Мать гладила Эвелину по волосам, но это меньше всего было похоже на нежность, а больше всего – на отчаянную попытку выдавить из этой прелестной головки остатки мозга. Кабы не отец и не страх перед сплетнями, мать наверняка бы в одну из темных ночей обернула вокруг шеи ненавистной дочери пуховый платок и затянула бы концы так сильно, что яблоки бы повылетали из глазниц.

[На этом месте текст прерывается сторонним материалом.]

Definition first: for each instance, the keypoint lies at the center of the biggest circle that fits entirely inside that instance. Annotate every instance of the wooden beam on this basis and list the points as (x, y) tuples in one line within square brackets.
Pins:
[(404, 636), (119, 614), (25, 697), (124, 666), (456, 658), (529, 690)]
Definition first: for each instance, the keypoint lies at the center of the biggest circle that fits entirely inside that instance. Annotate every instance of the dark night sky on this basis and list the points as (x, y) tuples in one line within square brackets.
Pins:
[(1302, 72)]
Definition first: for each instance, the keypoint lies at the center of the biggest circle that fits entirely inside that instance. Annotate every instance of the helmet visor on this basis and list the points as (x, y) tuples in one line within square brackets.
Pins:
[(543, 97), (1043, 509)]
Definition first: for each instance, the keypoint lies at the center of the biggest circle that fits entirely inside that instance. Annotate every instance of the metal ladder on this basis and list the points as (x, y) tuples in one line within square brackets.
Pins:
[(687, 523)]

Порой Эвелина просыпалась в холодном поту, резко, не давая голове толком протрезветь, открывала глаза и натыкалась на высокий тонкий силуэт матери, обволакиваемый лунным светом. Каждый раз казалось, что вот эта ночь – точно последняя, и в груди все теплела уверенность, что когда-нибудь мать решится на что-то большее, чем просто взгляд.
Младшие сестры родились другими. Они не были уродами, как Эвелина. Да, лицом и телом они выросли не такими привлекательными, но зато у них под одеждой не пряталась покрытая белесыми перьями кожа.
В пылу одной из ссор мать назвала Эвелину «дьявольским отродьем». Контекст уже давно стерся из памяти, равно как и причина размолвки, но вот эти слова, плевком вылетающие из бледных уст матери, Эвелина будет помнить в любой из своих жизней. Уже потом, лежа как-то без сна на своем сундуке, она придумала хлесткий ответ. Что-то из разряда: «Значит, ты сама якшалась с дьяволом, раз меня родила?» Но было, конечно, очень поздно.
На мгновение окунув голову под воду, Эвелина тут же выныривает на поверхность. Хорошо, что она решилась на побег не зимой, когда единственный путь к свободе пролегает подо льдами толщиной в человеческий рост.
Когда впереди показывается земля, Эвелина думает, что это мираж, видение – что угодно, но только не реальность. А даже если здесь есть хоть какое-то соприкосновение с действительностью, то природа может сыграть с тобой злую шутку и еще целую вечность дразнить морковкой перед носом, пока ты не выдохнешься окончательно и не задохнешься в собственном отчаянии.
Она неплохо плавала в прошлой жизни. Недалеко от деревни пролегала река. Не очень широкая и не очень глубокая, но довольно шустрая, чтобы время от времени утаскивать зазевавшихся пловцов на илистое дно. Бабушка всегда говорила Эвелине быть осторожной, не попасться в лапы к кровожадному водяному, но тогда она в эти сказки не верила. Сейчас – еще как.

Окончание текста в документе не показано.